Rand parpadeó, y Sulin reculó ante su mirada. Sulin, que no retrocedería ni ante un leopardo. Suavizó la expresión de su rostro, o intentó hacerlo. Tenía la sensación de que era una máscara, el rostro de otra persona.

—¿Te encuentras bien? —preguntó la Doncella.

—Estaba pensando. —Se obligó a aflojar las manos y encogió los hombros, como ajustando la chaqueta. Una chaqueta que le quedaba mejor que la que había llevado puesta en los pozos de Dumai, de color azul oscuro y lisa, sin adornos. Incluso después de haberse bañado no se sentía limpio, no con el saidin dentro de él—. A veces pienso demasiado.

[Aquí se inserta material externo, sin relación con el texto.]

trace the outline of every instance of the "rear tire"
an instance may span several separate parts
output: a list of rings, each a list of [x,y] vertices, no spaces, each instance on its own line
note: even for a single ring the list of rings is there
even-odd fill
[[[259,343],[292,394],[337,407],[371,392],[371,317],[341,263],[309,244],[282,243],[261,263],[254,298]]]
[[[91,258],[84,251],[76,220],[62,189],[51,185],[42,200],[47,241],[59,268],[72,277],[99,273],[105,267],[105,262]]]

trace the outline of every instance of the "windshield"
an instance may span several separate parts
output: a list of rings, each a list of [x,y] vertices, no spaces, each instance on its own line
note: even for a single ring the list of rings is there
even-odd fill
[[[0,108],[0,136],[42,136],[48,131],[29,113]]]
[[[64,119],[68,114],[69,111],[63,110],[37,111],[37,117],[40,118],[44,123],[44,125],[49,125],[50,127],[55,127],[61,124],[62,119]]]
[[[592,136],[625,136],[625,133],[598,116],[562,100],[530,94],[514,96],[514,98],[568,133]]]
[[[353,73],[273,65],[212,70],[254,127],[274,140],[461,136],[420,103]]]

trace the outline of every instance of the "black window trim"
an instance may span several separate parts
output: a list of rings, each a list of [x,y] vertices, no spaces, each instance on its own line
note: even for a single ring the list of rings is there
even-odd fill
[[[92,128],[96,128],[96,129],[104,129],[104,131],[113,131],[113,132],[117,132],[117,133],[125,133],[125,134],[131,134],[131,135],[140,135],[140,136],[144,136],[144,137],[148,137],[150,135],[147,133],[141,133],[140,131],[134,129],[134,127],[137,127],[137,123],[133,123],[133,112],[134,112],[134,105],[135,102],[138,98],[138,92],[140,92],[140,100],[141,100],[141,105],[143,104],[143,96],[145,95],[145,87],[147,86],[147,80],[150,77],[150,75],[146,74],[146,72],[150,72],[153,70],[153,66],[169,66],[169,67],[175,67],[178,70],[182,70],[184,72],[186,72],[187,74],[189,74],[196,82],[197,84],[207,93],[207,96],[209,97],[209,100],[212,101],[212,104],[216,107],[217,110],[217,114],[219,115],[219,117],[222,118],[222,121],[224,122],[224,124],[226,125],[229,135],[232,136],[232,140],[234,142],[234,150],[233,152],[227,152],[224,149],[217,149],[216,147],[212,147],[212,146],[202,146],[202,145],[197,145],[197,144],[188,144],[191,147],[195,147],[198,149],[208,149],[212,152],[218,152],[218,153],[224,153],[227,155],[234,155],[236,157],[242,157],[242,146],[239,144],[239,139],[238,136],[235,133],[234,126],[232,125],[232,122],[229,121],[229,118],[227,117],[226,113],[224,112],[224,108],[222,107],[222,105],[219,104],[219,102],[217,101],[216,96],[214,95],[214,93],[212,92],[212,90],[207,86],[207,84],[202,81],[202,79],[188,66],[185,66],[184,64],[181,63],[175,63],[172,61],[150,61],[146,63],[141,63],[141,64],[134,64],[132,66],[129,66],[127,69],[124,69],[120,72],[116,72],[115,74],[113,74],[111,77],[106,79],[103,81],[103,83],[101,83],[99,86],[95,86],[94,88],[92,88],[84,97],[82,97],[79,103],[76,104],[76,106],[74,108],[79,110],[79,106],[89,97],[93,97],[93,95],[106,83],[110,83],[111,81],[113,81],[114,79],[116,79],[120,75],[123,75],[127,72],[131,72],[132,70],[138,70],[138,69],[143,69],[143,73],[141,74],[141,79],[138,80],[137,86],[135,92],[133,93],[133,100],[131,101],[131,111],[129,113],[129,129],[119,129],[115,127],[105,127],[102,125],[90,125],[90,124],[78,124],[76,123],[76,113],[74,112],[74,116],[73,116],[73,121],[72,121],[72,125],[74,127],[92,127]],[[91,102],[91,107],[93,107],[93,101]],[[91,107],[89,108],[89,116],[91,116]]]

Casi otras veinte Doncellas se agrupaban en un extremo de la habitación sin ventanas, con paredes forradas con oscuros paneles. La iluminaban ocho lámparas de pie doradas, con espejos para incrementar la luz. Agradecía que fuera así; ya no le gustaban los sitios oscuros. También se encontraban allí tres de los Asha’man, en el lado opuesto de las Doncellas. Jonan Adley, un altaranés a despecho de su nombre, tenía los brazos cruzados; sus cejas, negras y espesas, se fruncían en ademán pensativo. Unos cuatro años mayor que Rand, estaba resuelto a ganarse la espada de plata de los Dedicados. Eben Hopwil tenía menos manchas y granos en la cara que cuando Rand lo había conocido, y ya no se lo veía tan delgado, pero su nariz y sus orejas seguían siendo las partes más destacadas de él, por grandes; toqueteaba el alfiler de espada que llevaba en el cuello de la chaqueta, como si aún lo sorprendiera encontrarlo allí. Fedwin Morr también habría lucido esa insignia si no vistiera una chaqueta verde, adecuada para un próspero mercader o un noble de segunda fila, con pequeños bordados de plata en puños y solapas. Aproximadamente de la misma edad que Eben, pero más fornido y sin apenas marcas en la cara, no parecía muy contento de que su chaqueta negra estuviese guardada en una bolsa de cuero que descansaba a sus pies. Contra ellos había estado arremetiendo ferozmente Lews Therin; contra ellos y contra el resto de los Asha’man. Cualquiera con capacidad para encauzar, ya fuera hombre o mujer, lo hacía estallar las más de las veces.